Enemigo - Jiro Taniguchi
Nation
imaginaire d’Amérique Latine, le Nascencio a connu les affres de la dictature
et de la guerre civile. Apparemment pacifié et sur la voie de la modernisation,
ce pays a fait appel au groupe japonais Seshimo. Ce-dernier a pour tâche de
transformer la jungle en terres cultivables. Seulement, le président de cette
société, Yûji, est enlevé par des mercenaires visiblement hostiles à ces
travaux de grande envergure. C’est au grand frère de Yûji, Kenichi, simple
détective privé de New-York, d’enquêter sur ce kidnapping. Il n’aura pas
seulement à cœur de retrouver son frère, il lui faudra également enquêter sur les
parts d’ombre de cette affaire qui connaîtra son lot de rebondissements.
Jiro
Taniguchi est désormais bien connu à travers l’hexagone. Plus que ça, il est
devenu une véritable référence pour tous les amateurs de mangas matures,
intimistes et introspectifs. Le journal
de mon père ou Quartier Lointain
(qui, outre le fait d’avoir été primé à Angoulême en 2003, a fait l’objet d’une
adaptation cinématographique par Sam Garbarski) paraissent comme étant les
œuvres les plus représentatives de ce que Taniguchi fait de mieux en la
matière.
Enemigo rompt clairement avec ce type de production. Il
s’agit là d’une œuvre de jeunesse dans laquelle le mangaka a simplement assuré
le dessin. La responsabilité du scénario est revenue, quant à elle, à M.A.T.,
un groupe de scénaristes énigmatique, si l’on en croit l’auteur d’Au temps de Botchan. Initialement, Enemigo est paru dans la revue Play Comic entre le 6 décembre 1984 et
le 25 avril 1985 (soit quelques années avant qu’Ozamu Tezuka ne situe lui aussi
l’action de son manga « Gringo » en Amérique Latine) au pays du
soleil levant.
Avec
Enemigo on se trouve en présence d’un manga surprenant et très éloigné des
productions plus récentes de Taniguchi. Bien plus inspiré par la bande-dessinée
occidentale (même s’il emprunte la figure du héros à l’américaine, Taniguchi
confesse avoir été fortement inspirée par la bande-dessinée franco-belge) mais
également par le cinéma d’action, ce manga d’aventure-action, comme le qualifie
le dessinateur lui-même. Taniguchi y recycle allègrement le héros icônique tombeur
de ces dames, capable de venir à bout de tout un escadron à lui seul. Kenichi
est ce héros aux réminiscences nostalgiques et aux muscles saillants.

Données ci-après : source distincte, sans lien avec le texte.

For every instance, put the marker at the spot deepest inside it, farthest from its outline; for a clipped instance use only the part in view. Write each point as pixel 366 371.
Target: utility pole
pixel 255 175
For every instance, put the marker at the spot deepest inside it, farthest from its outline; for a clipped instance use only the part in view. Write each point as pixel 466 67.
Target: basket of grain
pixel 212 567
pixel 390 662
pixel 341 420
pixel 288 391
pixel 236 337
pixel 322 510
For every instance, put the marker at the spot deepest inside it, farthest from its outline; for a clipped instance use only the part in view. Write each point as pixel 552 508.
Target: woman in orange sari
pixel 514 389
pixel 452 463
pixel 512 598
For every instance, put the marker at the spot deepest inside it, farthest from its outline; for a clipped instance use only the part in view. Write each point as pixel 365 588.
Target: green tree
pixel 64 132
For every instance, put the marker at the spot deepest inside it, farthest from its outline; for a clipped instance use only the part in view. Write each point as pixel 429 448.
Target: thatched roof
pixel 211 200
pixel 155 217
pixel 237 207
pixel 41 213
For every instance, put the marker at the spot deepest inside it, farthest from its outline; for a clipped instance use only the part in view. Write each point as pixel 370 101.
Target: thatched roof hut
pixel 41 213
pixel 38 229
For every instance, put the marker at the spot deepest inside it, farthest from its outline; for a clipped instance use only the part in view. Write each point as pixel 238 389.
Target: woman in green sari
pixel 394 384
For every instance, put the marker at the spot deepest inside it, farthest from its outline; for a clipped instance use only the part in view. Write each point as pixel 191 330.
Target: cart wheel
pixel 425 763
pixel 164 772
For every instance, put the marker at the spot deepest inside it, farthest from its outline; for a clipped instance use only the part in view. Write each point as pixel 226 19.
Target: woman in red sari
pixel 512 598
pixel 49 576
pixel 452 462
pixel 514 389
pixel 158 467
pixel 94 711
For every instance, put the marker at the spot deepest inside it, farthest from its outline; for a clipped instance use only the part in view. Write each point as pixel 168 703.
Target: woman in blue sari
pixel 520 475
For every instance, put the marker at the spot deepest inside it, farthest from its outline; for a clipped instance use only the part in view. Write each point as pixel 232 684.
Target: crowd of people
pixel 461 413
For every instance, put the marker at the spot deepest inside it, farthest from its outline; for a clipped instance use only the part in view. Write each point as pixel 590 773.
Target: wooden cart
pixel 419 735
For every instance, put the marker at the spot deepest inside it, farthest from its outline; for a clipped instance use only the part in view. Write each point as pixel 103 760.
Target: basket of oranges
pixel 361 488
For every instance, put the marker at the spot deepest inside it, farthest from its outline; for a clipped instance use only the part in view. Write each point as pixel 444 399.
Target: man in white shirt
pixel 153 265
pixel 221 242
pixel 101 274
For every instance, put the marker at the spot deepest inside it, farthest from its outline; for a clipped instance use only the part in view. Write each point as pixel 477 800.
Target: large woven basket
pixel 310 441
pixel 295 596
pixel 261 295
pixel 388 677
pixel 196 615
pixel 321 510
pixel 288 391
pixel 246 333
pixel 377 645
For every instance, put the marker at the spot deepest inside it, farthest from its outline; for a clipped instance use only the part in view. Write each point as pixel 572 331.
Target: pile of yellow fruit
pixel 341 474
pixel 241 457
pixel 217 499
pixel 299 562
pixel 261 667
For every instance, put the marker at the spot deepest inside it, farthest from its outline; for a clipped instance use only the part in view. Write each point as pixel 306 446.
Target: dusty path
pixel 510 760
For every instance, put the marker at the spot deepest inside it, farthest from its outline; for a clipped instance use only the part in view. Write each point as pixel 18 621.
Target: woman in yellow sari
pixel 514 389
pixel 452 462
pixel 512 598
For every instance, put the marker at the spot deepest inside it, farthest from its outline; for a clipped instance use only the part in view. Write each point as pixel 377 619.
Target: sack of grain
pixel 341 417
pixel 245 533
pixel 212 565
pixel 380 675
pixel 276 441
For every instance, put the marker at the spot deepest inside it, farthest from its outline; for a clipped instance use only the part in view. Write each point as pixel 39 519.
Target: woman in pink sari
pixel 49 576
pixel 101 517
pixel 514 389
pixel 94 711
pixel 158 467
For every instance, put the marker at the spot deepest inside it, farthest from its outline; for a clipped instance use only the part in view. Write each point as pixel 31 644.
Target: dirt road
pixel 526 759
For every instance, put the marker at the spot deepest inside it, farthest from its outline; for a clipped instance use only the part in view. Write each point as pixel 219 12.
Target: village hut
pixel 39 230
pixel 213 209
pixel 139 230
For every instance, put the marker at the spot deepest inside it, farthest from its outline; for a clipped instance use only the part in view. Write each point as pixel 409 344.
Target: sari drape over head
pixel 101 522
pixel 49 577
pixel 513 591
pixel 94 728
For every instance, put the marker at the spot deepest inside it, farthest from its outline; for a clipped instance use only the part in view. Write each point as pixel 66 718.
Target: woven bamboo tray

Ajoutons
à cela qu’il a fait le Vietnam et il sera impossible pour le lecteur de ne pas
faire le rapprochement avec un certain John Rambo.
On
est bien loin de L’homme qui marche,
mais comme le note Nicolas Finet en postface, il faut bien reconsidérer
chronologiquement Enemigo au sein de
l’œuvre de Jiro Taniguchi. Et même s’il jure avec cette-dernière, il n’en
demeure pas moins un très bon manga. On se laisse prendre au jeu sans mal, au
sein de ce condensé d’action et de complot, le tout mâtiné des quelques effets
humoristiques et dramatiques (nécessaires aux blockbusters hollywoodiens).
Enrichi de quelques artworks et de documents permettant de mieux cerner la
genèse de ce manga (notamment un entretien avec Taniguchi), Casterman compte,
avec « Enemigo », une nouvelle œuvre phare à sa collection Sakka.